Learning Theoretic and Bayesian Inductive Principles
19-21 July 2004

Programme: abstracts and links

A.Philip Dawid University College London Bayesian and Prequential Inference for Model Selection Links:  Philip Dawid

The Bayesian approach to inference licenses us to express any kind of uncertainty in simple probabilistic form. In the context of model selection, this applies both to uncertainty about the unknown parameter of a model, and uncertainty about the model itself. It also supports probabilistic prediction of unobserved quantities, a feature that is particularly valuable for model selection, as well as being important in its own right.

I shall describe how a predictive Bayesian approach to model selection automatically exhibits desirable behaviour --- in particular, guarding against overfitting --- without the need for any extraneous or ad hoc ingredients such as regularisation, nor oversimplifying assumptions such as independent observations.

I shall then generalise this by introducing the methodology of Prequential Analysis, which assesses and compares model directly in terms of their 1-step ahead predictive performance and so is naturally suited to the task of model criticism and model selection. An important result is the availability of "optimal" forecasts, based on an extension of Empirical Risk Minimisation, even when the model is incorrectly specified.

Paul Vitanyi        
CWI and University of Amsterdam, Netherlands
Extracting Meaning with Kolmogorov and Shannon Links: See paper at or and recent work with Peter Grunwald and Nikolai Vereshchagin.

As perhaps the last mathematical innovation of an extraordinary scientific career, Kolmogorov in 1974 proposed to found statistical theory on finite combinatorial and computability principles independent of probabilistic assumptions, as the relation between the individual data and its explanation (model), expressed by Kolmogorov's structure function. It turns out that this proposal is formally a Shannon's rate distortion function for individual data and related to lossy compression.

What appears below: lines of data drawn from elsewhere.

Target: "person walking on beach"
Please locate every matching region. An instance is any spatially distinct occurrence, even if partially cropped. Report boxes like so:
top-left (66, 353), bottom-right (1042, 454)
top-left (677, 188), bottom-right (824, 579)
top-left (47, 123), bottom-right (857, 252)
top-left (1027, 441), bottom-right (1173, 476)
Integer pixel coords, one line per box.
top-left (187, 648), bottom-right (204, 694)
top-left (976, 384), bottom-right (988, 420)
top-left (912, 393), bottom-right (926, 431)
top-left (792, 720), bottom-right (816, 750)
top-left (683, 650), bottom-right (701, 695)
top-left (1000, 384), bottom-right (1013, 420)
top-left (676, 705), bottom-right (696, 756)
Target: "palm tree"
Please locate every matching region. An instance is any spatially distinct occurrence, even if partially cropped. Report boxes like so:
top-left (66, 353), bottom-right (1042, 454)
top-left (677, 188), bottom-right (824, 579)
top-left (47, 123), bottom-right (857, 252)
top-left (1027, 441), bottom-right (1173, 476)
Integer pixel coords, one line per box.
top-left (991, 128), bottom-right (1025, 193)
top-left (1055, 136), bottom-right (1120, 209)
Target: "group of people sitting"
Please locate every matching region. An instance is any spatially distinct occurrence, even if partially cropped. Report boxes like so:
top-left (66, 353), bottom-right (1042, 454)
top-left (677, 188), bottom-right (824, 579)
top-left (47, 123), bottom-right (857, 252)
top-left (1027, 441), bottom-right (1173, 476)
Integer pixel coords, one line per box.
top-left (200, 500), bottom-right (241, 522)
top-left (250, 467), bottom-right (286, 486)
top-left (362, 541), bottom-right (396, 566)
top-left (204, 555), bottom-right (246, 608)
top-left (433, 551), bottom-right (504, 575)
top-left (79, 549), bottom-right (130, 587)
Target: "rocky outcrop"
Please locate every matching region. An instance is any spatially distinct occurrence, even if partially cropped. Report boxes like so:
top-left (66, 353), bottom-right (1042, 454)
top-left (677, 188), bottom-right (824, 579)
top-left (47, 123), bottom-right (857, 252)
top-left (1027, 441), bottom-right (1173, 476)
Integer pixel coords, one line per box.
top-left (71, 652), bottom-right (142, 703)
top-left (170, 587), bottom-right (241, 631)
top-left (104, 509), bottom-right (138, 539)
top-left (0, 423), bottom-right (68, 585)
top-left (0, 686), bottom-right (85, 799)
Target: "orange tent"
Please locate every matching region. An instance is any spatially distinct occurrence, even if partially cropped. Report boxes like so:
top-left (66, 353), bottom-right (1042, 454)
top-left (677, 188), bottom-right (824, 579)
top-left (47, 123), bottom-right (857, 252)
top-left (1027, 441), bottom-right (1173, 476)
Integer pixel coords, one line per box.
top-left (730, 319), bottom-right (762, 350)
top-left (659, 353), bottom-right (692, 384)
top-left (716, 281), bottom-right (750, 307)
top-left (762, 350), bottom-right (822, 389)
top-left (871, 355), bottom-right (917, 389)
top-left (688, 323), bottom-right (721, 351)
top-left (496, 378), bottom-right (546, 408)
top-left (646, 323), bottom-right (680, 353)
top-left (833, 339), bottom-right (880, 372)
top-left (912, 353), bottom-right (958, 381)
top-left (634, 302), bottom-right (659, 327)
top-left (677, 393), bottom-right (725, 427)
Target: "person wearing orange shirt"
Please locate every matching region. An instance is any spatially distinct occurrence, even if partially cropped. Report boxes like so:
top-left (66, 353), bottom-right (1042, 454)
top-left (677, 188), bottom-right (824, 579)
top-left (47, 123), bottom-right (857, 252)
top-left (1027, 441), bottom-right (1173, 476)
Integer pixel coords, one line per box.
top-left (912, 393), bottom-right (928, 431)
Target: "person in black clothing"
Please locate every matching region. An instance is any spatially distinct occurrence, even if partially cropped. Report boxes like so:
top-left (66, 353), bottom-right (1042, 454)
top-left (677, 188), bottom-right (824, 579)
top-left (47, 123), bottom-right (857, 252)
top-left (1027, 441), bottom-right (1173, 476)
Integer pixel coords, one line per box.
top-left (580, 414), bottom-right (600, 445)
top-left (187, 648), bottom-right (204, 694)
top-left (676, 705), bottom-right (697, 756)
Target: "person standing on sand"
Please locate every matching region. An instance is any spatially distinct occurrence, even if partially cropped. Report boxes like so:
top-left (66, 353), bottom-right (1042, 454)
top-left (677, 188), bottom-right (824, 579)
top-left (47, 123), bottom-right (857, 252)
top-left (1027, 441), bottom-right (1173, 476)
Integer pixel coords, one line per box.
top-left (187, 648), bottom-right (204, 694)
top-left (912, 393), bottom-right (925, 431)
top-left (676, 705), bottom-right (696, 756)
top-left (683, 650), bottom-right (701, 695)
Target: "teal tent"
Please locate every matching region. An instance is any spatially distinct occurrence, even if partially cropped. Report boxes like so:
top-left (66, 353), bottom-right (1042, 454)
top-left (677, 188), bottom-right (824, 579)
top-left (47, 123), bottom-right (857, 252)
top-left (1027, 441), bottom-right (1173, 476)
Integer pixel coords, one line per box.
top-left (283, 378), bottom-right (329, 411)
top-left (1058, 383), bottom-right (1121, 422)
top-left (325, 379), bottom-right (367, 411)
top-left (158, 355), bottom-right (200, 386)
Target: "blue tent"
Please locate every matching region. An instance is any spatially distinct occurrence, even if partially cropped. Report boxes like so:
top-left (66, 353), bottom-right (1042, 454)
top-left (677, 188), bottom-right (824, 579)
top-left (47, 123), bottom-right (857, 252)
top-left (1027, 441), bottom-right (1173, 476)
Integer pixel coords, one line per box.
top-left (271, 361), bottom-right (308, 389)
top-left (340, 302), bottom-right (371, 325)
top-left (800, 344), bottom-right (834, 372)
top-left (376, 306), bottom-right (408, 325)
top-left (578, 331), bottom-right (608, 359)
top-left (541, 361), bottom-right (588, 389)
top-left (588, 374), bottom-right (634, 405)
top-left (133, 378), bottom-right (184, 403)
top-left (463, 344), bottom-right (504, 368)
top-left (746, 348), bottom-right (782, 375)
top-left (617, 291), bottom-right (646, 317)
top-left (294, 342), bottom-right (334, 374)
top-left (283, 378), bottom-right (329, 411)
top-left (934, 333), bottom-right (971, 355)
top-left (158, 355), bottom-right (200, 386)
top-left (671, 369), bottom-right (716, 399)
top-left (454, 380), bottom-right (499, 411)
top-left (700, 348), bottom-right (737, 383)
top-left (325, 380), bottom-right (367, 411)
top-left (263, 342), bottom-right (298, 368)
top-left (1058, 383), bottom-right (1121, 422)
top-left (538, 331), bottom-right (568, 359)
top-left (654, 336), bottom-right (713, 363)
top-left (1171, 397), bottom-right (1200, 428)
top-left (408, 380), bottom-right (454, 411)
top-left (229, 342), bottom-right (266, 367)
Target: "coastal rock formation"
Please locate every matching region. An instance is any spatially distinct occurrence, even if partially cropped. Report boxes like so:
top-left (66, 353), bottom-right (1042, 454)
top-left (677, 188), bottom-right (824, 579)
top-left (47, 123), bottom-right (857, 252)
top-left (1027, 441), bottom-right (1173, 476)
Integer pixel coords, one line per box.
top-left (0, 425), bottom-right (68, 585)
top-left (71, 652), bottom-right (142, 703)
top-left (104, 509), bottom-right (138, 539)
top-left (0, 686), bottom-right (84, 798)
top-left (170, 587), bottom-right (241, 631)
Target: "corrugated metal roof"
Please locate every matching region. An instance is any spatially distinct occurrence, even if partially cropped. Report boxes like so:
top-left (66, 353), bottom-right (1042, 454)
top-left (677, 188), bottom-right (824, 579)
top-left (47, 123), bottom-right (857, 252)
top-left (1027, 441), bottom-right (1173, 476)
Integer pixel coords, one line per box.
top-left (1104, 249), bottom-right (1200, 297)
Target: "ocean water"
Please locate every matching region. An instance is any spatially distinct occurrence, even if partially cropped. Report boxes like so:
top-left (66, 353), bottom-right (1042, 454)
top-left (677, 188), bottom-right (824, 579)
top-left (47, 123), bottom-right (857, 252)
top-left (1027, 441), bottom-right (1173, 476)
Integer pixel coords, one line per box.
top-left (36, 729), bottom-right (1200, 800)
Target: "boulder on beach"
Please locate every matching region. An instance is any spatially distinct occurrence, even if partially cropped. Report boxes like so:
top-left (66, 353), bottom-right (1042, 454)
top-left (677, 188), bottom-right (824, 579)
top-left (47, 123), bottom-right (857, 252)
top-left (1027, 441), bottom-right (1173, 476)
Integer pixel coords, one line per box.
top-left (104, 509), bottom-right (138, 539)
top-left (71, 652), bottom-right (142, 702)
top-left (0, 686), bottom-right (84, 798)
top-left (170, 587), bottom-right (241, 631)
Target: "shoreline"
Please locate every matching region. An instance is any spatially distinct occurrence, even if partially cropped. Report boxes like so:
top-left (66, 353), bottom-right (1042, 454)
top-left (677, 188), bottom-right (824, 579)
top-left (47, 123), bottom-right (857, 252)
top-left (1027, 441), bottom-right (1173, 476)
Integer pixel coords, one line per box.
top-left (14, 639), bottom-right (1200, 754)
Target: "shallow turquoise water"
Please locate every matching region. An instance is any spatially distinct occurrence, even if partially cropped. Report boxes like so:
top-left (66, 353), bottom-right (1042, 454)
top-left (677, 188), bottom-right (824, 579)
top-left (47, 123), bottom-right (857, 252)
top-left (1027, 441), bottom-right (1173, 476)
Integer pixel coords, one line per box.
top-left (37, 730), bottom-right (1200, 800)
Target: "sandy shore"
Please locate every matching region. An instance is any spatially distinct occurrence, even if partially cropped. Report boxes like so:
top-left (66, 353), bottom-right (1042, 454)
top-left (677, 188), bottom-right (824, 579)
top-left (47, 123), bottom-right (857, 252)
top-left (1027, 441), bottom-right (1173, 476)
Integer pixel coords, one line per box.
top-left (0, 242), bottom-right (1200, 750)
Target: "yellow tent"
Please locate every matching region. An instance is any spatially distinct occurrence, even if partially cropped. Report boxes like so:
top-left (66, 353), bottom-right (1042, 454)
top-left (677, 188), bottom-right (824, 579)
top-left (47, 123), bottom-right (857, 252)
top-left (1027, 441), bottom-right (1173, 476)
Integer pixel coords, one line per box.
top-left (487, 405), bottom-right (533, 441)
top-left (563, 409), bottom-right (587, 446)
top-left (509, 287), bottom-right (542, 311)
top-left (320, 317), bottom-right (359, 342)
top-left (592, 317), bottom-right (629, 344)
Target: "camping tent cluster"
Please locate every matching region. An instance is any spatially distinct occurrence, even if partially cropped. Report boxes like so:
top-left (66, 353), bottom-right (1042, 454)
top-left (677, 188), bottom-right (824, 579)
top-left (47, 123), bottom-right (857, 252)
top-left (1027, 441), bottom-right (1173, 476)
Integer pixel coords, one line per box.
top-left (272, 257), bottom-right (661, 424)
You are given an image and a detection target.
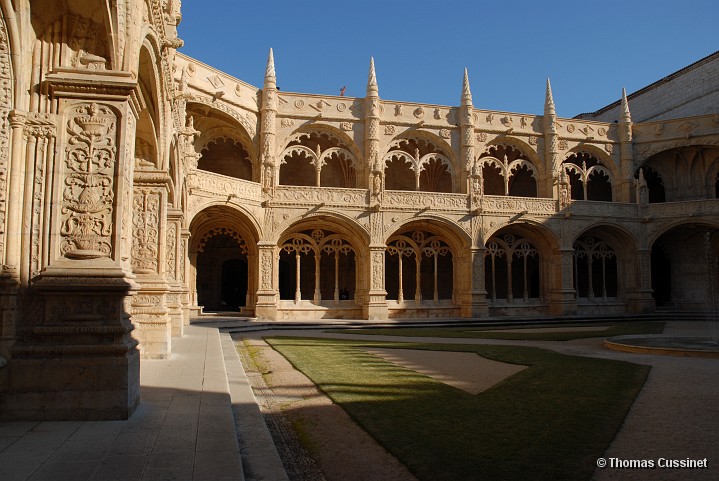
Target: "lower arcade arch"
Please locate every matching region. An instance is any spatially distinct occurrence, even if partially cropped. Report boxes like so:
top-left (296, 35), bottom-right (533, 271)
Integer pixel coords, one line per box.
top-left (278, 228), bottom-right (357, 305)
top-left (651, 223), bottom-right (719, 312)
top-left (572, 225), bottom-right (639, 305)
top-left (188, 206), bottom-right (257, 314)
top-left (384, 221), bottom-right (463, 308)
top-left (485, 229), bottom-right (542, 304)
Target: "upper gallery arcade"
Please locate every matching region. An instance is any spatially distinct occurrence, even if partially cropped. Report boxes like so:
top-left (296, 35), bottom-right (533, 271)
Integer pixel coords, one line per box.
top-left (0, 0), bottom-right (719, 418)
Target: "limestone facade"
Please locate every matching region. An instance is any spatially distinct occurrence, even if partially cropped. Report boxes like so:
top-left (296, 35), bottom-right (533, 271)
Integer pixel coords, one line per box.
top-left (0, 0), bottom-right (719, 419)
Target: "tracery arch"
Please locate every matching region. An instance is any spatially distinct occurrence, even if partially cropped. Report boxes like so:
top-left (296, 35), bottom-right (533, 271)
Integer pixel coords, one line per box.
top-left (634, 165), bottom-right (666, 204)
top-left (642, 145), bottom-right (719, 202)
top-left (485, 232), bottom-right (540, 304)
top-left (383, 137), bottom-right (455, 192)
top-left (197, 137), bottom-right (253, 181)
top-left (562, 151), bottom-right (613, 202)
top-left (385, 229), bottom-right (454, 304)
top-left (278, 228), bottom-right (357, 304)
top-left (477, 144), bottom-right (539, 197)
top-left (279, 129), bottom-right (359, 188)
top-left (573, 234), bottom-right (619, 302)
top-left (187, 102), bottom-right (259, 182)
top-left (188, 205), bottom-right (258, 311)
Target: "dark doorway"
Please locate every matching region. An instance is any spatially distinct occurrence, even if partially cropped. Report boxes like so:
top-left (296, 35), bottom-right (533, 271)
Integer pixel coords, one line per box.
top-left (220, 259), bottom-right (247, 311)
top-left (651, 246), bottom-right (672, 306)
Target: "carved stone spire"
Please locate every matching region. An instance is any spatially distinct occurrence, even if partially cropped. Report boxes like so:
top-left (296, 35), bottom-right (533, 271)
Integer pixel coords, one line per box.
top-left (618, 89), bottom-right (646, 202)
top-left (619, 87), bottom-right (632, 124)
top-left (362, 58), bottom-right (384, 205)
top-left (543, 79), bottom-right (561, 187)
top-left (459, 68), bottom-right (479, 195)
top-left (544, 79), bottom-right (557, 117)
top-left (260, 49), bottom-right (277, 194)
top-left (367, 57), bottom-right (379, 97)
top-left (264, 48), bottom-right (277, 89)
top-left (462, 68), bottom-right (472, 105)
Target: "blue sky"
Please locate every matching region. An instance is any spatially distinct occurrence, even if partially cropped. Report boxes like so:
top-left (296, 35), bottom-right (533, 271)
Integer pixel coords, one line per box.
top-left (179, 0), bottom-right (719, 117)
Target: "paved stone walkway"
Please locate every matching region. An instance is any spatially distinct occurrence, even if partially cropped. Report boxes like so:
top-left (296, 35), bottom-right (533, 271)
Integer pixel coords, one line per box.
top-left (0, 316), bottom-right (719, 481)
top-left (0, 326), bottom-right (266, 481)
top-left (233, 321), bottom-right (719, 481)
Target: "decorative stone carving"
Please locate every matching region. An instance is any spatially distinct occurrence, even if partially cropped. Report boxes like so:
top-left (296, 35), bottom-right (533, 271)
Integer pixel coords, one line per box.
top-left (165, 221), bottom-right (177, 279)
top-left (60, 103), bottom-right (117, 258)
top-left (132, 188), bottom-right (161, 273)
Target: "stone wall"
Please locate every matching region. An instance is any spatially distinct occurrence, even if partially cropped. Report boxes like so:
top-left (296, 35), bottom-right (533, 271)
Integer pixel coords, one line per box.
top-left (577, 52), bottom-right (719, 122)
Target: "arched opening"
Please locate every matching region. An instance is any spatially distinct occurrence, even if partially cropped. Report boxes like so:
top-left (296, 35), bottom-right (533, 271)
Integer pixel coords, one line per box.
top-left (197, 232), bottom-right (248, 311)
top-left (280, 130), bottom-right (357, 188)
top-left (220, 258), bottom-right (248, 310)
top-left (384, 138), bottom-right (453, 193)
top-left (479, 144), bottom-right (537, 197)
top-left (197, 138), bottom-right (252, 181)
top-left (651, 223), bottom-right (719, 310)
top-left (573, 234), bottom-right (619, 302)
top-left (642, 145), bottom-right (719, 202)
top-left (562, 152), bottom-right (612, 202)
top-left (484, 232), bottom-right (540, 304)
top-left (279, 229), bottom-right (357, 305)
top-left (385, 229), bottom-right (454, 304)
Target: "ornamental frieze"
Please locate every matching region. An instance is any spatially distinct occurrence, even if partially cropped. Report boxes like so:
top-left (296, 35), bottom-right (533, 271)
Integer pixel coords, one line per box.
top-left (382, 190), bottom-right (467, 210)
top-left (187, 170), bottom-right (262, 200)
top-left (482, 195), bottom-right (557, 215)
top-left (272, 185), bottom-right (367, 207)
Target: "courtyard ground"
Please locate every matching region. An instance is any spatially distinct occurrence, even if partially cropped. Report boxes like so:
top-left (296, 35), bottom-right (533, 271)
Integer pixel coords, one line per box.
top-left (236, 322), bottom-right (719, 481)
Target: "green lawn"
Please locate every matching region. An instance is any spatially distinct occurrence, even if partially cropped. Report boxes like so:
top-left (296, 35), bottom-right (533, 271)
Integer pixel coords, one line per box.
top-left (328, 321), bottom-right (664, 341)
top-left (266, 337), bottom-right (650, 481)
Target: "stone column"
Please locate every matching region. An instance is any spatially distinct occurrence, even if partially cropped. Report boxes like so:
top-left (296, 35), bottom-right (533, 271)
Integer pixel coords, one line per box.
top-left (617, 89), bottom-right (639, 202)
top-left (255, 241), bottom-right (279, 320)
top-left (165, 208), bottom-right (185, 337)
top-left (462, 246), bottom-right (489, 318)
top-left (627, 249), bottom-right (656, 313)
top-left (544, 248), bottom-right (577, 316)
top-left (177, 227), bottom-right (195, 326)
top-left (260, 49), bottom-right (278, 197)
top-left (362, 244), bottom-right (389, 320)
top-left (366, 59), bottom-right (384, 210)
top-left (131, 178), bottom-right (172, 359)
top-left (0, 68), bottom-right (140, 420)
top-left (459, 69), bottom-right (475, 194)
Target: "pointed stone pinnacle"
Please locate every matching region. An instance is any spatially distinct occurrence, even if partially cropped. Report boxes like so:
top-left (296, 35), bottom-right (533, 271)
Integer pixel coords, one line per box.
top-left (367, 57), bottom-right (379, 96)
top-left (544, 79), bottom-right (557, 116)
top-left (265, 48), bottom-right (277, 82)
top-left (462, 67), bottom-right (472, 105)
top-left (619, 87), bottom-right (632, 124)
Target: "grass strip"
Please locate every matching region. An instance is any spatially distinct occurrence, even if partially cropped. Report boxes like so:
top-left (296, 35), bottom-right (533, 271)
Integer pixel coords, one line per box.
top-left (266, 337), bottom-right (650, 481)
top-left (327, 321), bottom-right (664, 341)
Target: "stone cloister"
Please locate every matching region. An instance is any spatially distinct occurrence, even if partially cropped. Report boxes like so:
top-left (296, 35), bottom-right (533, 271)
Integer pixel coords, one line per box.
top-left (0, 0), bottom-right (719, 419)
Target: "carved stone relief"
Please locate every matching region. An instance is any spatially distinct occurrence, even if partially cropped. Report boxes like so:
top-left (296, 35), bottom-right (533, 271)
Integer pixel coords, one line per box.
top-left (60, 103), bottom-right (117, 258)
top-left (132, 187), bottom-right (161, 273)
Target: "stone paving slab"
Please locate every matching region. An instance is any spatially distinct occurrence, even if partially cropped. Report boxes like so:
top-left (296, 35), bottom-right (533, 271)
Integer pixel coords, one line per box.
top-left (0, 326), bottom-right (245, 481)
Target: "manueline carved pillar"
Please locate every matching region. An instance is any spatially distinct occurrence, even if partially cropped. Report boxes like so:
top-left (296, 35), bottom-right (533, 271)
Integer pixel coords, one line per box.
top-left (3, 67), bottom-right (139, 419)
top-left (255, 241), bottom-right (279, 319)
top-left (549, 248), bottom-right (577, 315)
top-left (131, 180), bottom-right (176, 359)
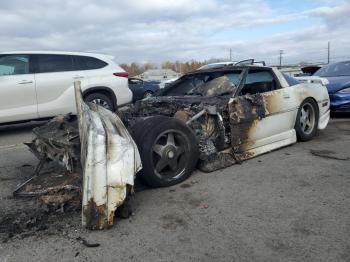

In classical probabilistic statistics the goodness of the selection process is measured in terms of expectations over probabilistic ensembles. For current applications, average relations are often irrelevant, since the part of the support of the probability density function that will ever be observed has about zero measure. This may be the case in, for example, complex video and sound analysis. There arises the problem that for individual cases the selection performance may be bad although the performance is good on average, or vice versa. There is also the problem of what probability means, whether it is subjective, objective, or exists at all. Kolmogorov's proposal outlined strives for the firmer and less contentious ground expressed in finite combinatorics and effective computation.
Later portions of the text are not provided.